What strikes me about people my age is how reluctant we are to share our experiences with those who came after us. We are, after all, the last generation to grow up without computers, cell phones, flat-screen televisions and the Internet. When I was a kid, I had a black-and-white TV in my bedroom, and my brother had an 8-track tape player as part of his integrated stereo system. Making long-distance phone calls to Canada was still frowned upon, so I wrote letters to my cousins. I wore Buffalo sandals with my Faded Glory jeans, and for my tenth birthday, I received a powder-blue t-shirt with an iron-on decal of John Travola as "Vinny Barbarino," which promptly peeled off the first time my mother washed it. My friends and I sometimes referred to each other as "flat-leavers," and one of our favorite things to do was to go to the corner candy store two blocks from my house to buy copies of Tiger Beat magazine and Goldenberg's peanut chews. That right there pretty much encapsulates my childhood.

Today, I sometimes feel like I am enduring a second childhood. Unfortunately, this soon-to-be-46-year-old childhood does not include such innocent treats like peanut chews and Tiger Beat. It consists instead of juvenile behavior from my contemporaries I can honestly live without. Instances of perceived backstabbing, "flat-leaving," and the forming of clique-ish factions of friends are the things I was hoping were gone for good from my life. While these modes of behavior are expected of children, another expectation is that said children will eventually abandon them. That, sadly, is not the case. I am acquainted with some people who are shining examples of how not to behave in your 40s and 50s. And, what strikes me as really ironic about that, is their adolescent behavior is exponentially more vicious now than it likely was when it was somewhat appropriate to act that way. Experience is supposed to accompany age; part of that experience should be learning from past actions so as not to repeat the ones that can potentially hurt others. Instead of gaining the necessary maturity we need to thrive during the post-adolescent stages of our lives, we regress, finding infinite ways to hang on to the adolescent angst we should have left behind years ago. Technology hasn't helped on that front; with its assistance, we are now able to inflict ourselves on others with a degree of cruelty unmatched by previous generations.

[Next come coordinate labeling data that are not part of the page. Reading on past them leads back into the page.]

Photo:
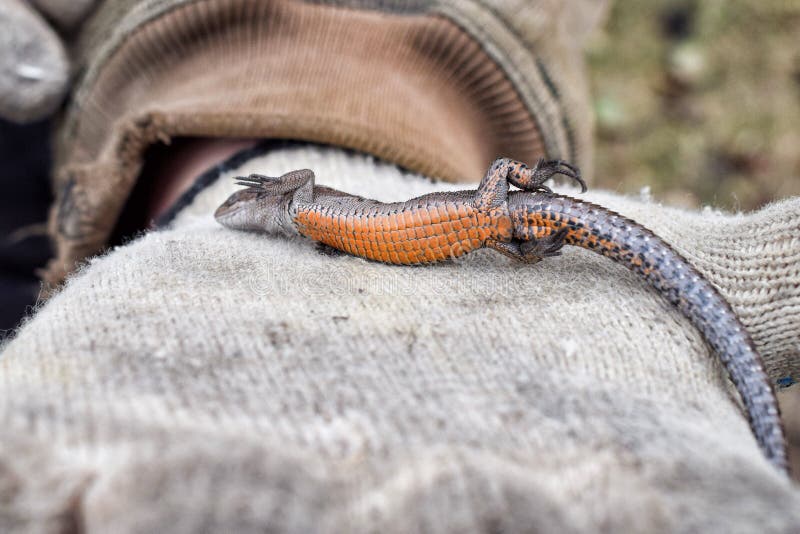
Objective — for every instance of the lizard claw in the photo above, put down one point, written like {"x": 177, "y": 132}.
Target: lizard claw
{"x": 546, "y": 169}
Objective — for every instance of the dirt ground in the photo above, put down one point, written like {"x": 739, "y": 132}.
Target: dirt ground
{"x": 698, "y": 102}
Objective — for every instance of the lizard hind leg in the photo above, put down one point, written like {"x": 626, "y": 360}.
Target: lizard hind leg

If a genie were to appear (virtual or otherwise) before me, my one wish would be to eradicate this behavior in all who feel they must cling to it so late in the game. I'm not naive enough to believe that those older than I are not capable of it as well - I once met someone who worked in a nursing home who playfully referred to it as a "high school with wheelchairs" - but I do find myself easily exhausted by watching those my age who are stuck in perpetual adolescence. If I'm this exhausted now, it will certainly be interesting to see how I'm feeling 30 years from now.